Hackers could force locked iPhones to make contactless payments
Information about Hackers could force locked iPhones to make contactless payments
Flaws in Apple Pay and Visa could allow criminals to make arbitrary contactless payments – no authentication needed, research finds
Cybercriminals could make fraudulent purchases by circumventing an iPhone’s Apple Pay lock screen where the device’s wallet has a Visa card set up in so-called transit mode. The attackers could also bypass the contactless limit to carry out unlimited transactions from locked iPhones, researchers from the University of Birmingham and the University of Surrey have shown.
The research paper, titled “Practical EMV Relay Protection”, maps out how attackers could abuse a combination of flaws in Apple Pay and Visa, explaining that all they would need to carry out an attack is a pilfered powered-on iPhone. The illicit transactions could also be relayed even if the device is in the victim’s baggage.
When carrying out a payment via a smartphone app, the user usually has to authenticate the transaction using either one of the iPhone’s built-in biometric authentication features like a fingerprint scan or Face ID, or punch in a PIN code, reducing the threat of relay attacks. However, in May 2019 Apple introduced the “Express Transit/Travel” feature that allows Apple Pay to be used without unlocking the phone. The feature was introduced to facilitate payment at transport-ticketing barrier stations.
“We show that this feature can be leveraged to bypass the Apple Pay lock screen, and illicitly pay from a locked iPhone, using a Visa card, to any EMV reader, for any amount, without user authorization,” reads the paper describing the attack method.
The attack, classified as a Man-in-the-Middle (MitM) replay and relay attack, requires the iPhone to have a Visa Card set up for payment with the “Express Travel” mode turned on, and the victim to be in close vicinity to the attacker. To conduct their test, the researchers used a Proxmark that acted as a reader emulator, and an NFC-enabled Android phone that was used as a card emulator to communicate with the payment terminal.

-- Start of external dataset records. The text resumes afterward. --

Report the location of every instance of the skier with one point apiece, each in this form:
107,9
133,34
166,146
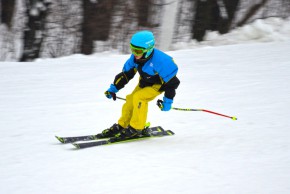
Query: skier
157,75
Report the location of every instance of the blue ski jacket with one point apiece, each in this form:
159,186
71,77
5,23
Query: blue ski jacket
158,68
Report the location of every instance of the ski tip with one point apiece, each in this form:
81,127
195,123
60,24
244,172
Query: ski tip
76,145
60,139
169,132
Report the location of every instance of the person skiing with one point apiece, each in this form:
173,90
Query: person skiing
157,72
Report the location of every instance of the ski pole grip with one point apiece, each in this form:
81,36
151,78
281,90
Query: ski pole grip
159,103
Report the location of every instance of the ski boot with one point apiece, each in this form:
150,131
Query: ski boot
129,132
110,132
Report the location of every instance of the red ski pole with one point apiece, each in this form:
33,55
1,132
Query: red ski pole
159,104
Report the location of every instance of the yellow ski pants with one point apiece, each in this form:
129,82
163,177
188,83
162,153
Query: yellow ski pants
135,109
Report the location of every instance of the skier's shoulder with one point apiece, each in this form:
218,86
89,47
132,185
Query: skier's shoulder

“The attack works by first replaying the Magic Bytes to the iPhone, such that it believes the transaction is happening with a transport EMV reader. Secondly, while relaying the EMV messages, the Terminal Transaction Qualifiers (TTQ), sent by the EMV terminal, need to be modified such that the bits (flags) for Offline Data Authentication (ODA) for Online Authorizations supported and EMV mode supported are set,” the researchers said.
To relay transactions that surpass the contactless payment limit, Card Transaction Qualifiers (CTQ) that are in charge of setting transaction limits need to be modified.
“This tricks the EMV reader into believing that on-device user authentication has been performed (e.g. by fingerprint). The CTQ value appears in two messages sent by the iPhone and must be changed in both occurrences,” the researchers explained. During their test the team was able to carry out a £1,000 (some US$1,400) transaction.
Using a pair of NFC-enabled Android phones, the research team was also able to circumvent Visa’s protocol used to stop relay attacks for payment cards.
Both Apple and Visa have been notified about the security flaw by the researchers, and while both companies have acknowledged the severity of the vulnerability, they have yet to come to an agreement on which of the companies should deploy a fix for the issue. In the meanwhile, users are advised not to use Visa cards in the transport card mode while using Apple Pay.